Lip-reading is a skill we all use from time to time as we observe how people’s lips move when they speak, which helps us fill in any missed words. It’s a natural skill that we use unconsciously to aid in comprehension. To assist with lip reading and other visual cues, ensure that you have a clear view of a person’s face when they are speaking. It’s important to look directly at them and ensure the room is well-lit.

Be Open

If you feel comfortable, it can be helpful to inform those around you about your hearing loss and how they can support you. By raising awareness of your hearing loss, others can make a conscious effort to speak clearly and face you when communicating, which can make a big difference in your ability to understand them. Sharing information about your hearing loss also helps others know how they can best assist you in various situations, whether it’s by using visual aids or finding quieter environments. Open communication and a willingness to work together help create a more inclusive and supportive environment for everyone.

Don’t be afraid to ask for a repeat or rephrase 

If you continuously fail to catch a particular word or phrase, consider asking the speaker to rephrase their statement. For example, you can politely ask,

I keep missing the last part about your new job. Could you kindly phrase it differently for me?”

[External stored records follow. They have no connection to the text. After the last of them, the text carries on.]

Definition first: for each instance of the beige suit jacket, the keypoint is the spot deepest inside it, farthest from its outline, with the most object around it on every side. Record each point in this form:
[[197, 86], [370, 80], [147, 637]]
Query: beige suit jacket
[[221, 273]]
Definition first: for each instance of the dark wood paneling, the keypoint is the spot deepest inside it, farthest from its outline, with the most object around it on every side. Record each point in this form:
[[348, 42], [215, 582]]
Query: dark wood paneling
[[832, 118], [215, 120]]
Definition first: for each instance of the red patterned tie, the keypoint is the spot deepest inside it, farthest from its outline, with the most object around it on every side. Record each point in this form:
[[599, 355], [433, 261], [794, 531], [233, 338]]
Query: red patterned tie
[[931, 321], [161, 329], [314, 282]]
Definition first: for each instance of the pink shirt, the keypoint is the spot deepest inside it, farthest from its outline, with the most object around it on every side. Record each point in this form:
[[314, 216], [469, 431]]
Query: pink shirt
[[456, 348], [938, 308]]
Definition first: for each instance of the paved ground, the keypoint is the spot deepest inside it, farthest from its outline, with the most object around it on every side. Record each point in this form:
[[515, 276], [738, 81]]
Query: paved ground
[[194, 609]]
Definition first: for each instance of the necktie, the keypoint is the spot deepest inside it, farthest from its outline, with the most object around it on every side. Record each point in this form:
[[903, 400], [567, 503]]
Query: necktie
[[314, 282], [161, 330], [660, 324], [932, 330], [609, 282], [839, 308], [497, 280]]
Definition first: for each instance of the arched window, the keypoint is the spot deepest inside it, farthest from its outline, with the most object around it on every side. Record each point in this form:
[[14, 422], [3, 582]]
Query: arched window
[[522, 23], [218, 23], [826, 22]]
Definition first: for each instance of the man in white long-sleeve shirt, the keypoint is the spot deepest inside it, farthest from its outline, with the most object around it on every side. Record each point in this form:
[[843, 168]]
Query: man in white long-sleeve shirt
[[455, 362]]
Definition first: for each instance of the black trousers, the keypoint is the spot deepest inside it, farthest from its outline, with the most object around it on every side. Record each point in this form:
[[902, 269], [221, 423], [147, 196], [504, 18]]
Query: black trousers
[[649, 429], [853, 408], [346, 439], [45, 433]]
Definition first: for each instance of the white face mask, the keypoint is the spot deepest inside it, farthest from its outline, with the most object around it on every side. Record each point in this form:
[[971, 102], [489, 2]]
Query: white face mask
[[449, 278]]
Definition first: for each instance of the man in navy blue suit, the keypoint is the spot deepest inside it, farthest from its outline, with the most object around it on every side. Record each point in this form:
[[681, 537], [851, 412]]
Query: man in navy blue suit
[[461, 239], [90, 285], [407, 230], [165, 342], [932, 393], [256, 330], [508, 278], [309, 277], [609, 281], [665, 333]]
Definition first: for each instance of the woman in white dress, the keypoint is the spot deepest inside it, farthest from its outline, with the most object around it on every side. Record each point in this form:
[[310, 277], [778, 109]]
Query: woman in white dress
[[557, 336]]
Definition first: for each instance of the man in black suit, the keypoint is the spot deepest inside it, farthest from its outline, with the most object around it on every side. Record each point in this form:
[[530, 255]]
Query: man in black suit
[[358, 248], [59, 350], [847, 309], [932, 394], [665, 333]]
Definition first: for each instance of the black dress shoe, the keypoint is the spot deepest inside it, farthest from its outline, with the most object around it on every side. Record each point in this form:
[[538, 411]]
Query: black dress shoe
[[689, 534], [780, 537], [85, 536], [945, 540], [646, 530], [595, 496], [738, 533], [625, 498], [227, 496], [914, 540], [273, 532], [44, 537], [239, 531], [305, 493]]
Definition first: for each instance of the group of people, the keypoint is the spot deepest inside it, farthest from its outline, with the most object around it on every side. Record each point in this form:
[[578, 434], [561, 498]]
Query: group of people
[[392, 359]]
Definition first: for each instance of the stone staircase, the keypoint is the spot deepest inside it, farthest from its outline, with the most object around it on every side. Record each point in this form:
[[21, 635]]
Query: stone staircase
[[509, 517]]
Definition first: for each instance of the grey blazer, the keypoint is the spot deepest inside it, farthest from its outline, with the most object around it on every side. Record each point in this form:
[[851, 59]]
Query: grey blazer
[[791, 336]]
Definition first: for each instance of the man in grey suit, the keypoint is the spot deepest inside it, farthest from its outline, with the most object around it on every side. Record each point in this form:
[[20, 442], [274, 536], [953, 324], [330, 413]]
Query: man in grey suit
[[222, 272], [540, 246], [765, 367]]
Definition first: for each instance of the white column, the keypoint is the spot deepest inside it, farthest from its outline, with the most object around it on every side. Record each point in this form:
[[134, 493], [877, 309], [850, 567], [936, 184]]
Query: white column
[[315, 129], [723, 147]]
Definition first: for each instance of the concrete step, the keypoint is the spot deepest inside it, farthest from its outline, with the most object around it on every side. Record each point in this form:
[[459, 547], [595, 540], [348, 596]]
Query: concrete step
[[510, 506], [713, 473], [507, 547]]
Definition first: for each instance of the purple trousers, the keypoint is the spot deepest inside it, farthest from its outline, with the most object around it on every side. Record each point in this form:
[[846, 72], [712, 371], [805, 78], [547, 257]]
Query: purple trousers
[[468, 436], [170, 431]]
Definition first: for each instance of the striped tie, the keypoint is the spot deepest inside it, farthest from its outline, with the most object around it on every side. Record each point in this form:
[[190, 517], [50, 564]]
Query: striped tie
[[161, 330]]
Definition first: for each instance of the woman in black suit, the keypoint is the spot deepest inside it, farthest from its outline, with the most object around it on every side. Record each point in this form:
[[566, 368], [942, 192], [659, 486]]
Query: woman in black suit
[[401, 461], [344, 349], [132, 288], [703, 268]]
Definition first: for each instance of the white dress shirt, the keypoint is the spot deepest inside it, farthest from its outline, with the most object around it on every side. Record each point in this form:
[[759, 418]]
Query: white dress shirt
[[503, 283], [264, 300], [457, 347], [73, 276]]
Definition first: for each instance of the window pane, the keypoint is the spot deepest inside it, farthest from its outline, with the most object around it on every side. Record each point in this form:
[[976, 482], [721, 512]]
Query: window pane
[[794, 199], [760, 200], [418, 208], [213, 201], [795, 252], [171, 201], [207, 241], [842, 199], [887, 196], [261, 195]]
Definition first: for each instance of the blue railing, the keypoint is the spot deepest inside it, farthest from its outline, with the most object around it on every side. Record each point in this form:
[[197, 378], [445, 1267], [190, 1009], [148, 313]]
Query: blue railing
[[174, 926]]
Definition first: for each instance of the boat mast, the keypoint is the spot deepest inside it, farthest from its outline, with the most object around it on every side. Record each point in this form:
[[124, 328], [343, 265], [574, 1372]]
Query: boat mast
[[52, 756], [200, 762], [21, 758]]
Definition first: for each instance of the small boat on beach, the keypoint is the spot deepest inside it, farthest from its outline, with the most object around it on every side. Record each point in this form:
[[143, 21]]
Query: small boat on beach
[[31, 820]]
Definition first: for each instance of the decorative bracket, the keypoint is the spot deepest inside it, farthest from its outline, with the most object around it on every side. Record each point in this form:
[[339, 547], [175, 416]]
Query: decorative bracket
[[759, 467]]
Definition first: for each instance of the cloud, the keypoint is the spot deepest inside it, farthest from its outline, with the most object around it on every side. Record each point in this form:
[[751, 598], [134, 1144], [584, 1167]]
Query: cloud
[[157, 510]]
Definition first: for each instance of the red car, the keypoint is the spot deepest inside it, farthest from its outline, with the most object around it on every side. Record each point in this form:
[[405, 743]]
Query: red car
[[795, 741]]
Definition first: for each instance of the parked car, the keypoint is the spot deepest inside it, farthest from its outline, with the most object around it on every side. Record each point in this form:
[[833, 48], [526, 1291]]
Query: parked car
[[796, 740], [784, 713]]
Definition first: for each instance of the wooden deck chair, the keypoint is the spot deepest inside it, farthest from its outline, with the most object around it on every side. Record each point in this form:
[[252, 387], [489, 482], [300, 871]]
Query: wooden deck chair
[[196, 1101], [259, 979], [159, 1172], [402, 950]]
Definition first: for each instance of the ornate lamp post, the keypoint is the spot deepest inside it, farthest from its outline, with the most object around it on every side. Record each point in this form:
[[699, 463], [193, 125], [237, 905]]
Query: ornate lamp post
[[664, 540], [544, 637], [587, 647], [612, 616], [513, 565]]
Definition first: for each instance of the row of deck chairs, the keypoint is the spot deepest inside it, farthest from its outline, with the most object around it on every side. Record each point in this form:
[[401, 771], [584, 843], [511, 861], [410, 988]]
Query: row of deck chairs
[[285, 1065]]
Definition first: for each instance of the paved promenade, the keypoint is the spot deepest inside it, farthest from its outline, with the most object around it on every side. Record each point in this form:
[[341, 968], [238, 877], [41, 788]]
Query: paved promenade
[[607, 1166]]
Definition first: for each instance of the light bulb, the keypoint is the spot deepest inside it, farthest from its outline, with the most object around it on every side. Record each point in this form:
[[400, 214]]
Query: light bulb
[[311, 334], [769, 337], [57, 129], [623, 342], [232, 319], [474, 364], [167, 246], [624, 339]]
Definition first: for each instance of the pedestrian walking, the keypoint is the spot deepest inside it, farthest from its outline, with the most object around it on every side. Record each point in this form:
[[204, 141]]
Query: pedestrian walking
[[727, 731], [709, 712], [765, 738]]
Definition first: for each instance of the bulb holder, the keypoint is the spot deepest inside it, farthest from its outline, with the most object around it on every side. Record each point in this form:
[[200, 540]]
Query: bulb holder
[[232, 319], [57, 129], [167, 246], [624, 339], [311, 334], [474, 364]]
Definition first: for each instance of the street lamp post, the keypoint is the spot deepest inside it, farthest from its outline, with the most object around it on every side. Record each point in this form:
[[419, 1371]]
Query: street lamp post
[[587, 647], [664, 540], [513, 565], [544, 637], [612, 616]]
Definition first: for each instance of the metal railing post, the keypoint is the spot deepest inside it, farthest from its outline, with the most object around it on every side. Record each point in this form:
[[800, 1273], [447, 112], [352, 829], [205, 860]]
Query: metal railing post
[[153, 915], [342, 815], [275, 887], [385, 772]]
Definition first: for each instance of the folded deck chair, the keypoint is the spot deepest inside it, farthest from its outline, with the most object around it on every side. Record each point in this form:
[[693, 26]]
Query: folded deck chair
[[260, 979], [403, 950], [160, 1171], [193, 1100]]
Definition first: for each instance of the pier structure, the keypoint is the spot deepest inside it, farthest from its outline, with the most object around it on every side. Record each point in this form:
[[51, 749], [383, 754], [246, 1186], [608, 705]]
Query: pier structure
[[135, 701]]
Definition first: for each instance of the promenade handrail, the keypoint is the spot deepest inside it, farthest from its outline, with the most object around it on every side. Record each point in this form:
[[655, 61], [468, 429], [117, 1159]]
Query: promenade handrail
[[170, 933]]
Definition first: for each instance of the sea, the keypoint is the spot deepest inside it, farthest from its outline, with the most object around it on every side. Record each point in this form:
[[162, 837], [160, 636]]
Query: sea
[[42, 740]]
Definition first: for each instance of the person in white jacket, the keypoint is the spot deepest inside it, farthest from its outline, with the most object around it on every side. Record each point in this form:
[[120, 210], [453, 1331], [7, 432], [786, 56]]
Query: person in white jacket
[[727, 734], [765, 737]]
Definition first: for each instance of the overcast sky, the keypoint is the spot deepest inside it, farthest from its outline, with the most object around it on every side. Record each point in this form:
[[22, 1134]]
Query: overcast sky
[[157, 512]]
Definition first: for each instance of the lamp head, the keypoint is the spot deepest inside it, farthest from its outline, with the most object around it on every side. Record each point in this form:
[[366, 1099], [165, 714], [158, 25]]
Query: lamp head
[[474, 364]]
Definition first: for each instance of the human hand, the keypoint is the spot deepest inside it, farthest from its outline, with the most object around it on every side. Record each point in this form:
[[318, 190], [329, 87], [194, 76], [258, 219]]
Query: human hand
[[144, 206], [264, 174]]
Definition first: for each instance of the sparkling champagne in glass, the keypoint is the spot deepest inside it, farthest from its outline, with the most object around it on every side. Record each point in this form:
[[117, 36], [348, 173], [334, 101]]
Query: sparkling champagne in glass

Try to refrain from using generic phrases such as “I can’t hear you” or “What did you say?” when you cannot interpret what has been said. Be specific and ask them to repeat the particular part that you missed. For example,

Sorry, I missed where you said you went last night?”

Communication strategies for when talking to someone with hearing loss

The social and emotional impacts of hearing loss can be far-reaching. It can become very tiring for someone with hearing loss having to concentrate on engaging in conversation. By using these strategies, you can help the person with hearing loss feel included in conversations and avoid feelings of frustration or isolation. 

Speak clearly  

Articulate your words so that you are speaking clearly and naturally. Maintain a speed that is easy to follow, and don’t shout. Shouting can distort your voice and make it hard to understand. If you need to raise your voice, project your voice as you would when speaking to someone on the other side of the room, which usually sounds clearer. 

Be open and patient 

When talking to someone with hearing loss, being patient and taking the time to communicate clearly and effectively can help prevent miscommunications and misunderstandings. It can be helpful to be open with them and ask if you can do anything to improve their listening situation. 

Be aware of your environment 

Help to improve the listening situation by minimising background noise and reducing the distance between you and the other person. Get the listener’s attention before talking to them and do not try and have a conversation from another room. If they can see your face, it gives them cues that may help improve speech understanding, and your voice will be louder when speaking directly to them.  

Rephrase the sentence  

If you are speaking to someone with a hearing loss and they are having trouble understanding you or missing words in your sentence, consider saying the same thing in a different way to help them hear what you are trying to communicate.  

Hearing loss doesn’t just make it harder for us to hear things, it also makes it harder for us to feel connected to the people and things around us. This can have a big impact on many different parts of our lives. 

Ear Science Institute Australia, Lions Hearing Clinic & Ear Science Implant Clinic are committed to supporting and guiding our clients on their healthy hearing journey with research-based recommendations.

We provide personalised and client-focused care suited to your hearing journey, including understanding the emotional impact of hearing loss. 


Ferguson MA, Kitterick PT, Chong LY, Edmondson‐Jones M, Barker F, Hoare DJ. Hearing aids for mild to moderate hearing loss in adults. Cochrane Database of Systematic Reviews. 9:CD012023; 2017. 

Hickson L, Worrall L, Scarinci N. A Randomized Controlled Trial Evaluating the Active Communication Education Program for Older People with Hearing Impairment. Ear and Hearing 28(2):212-230. 2007.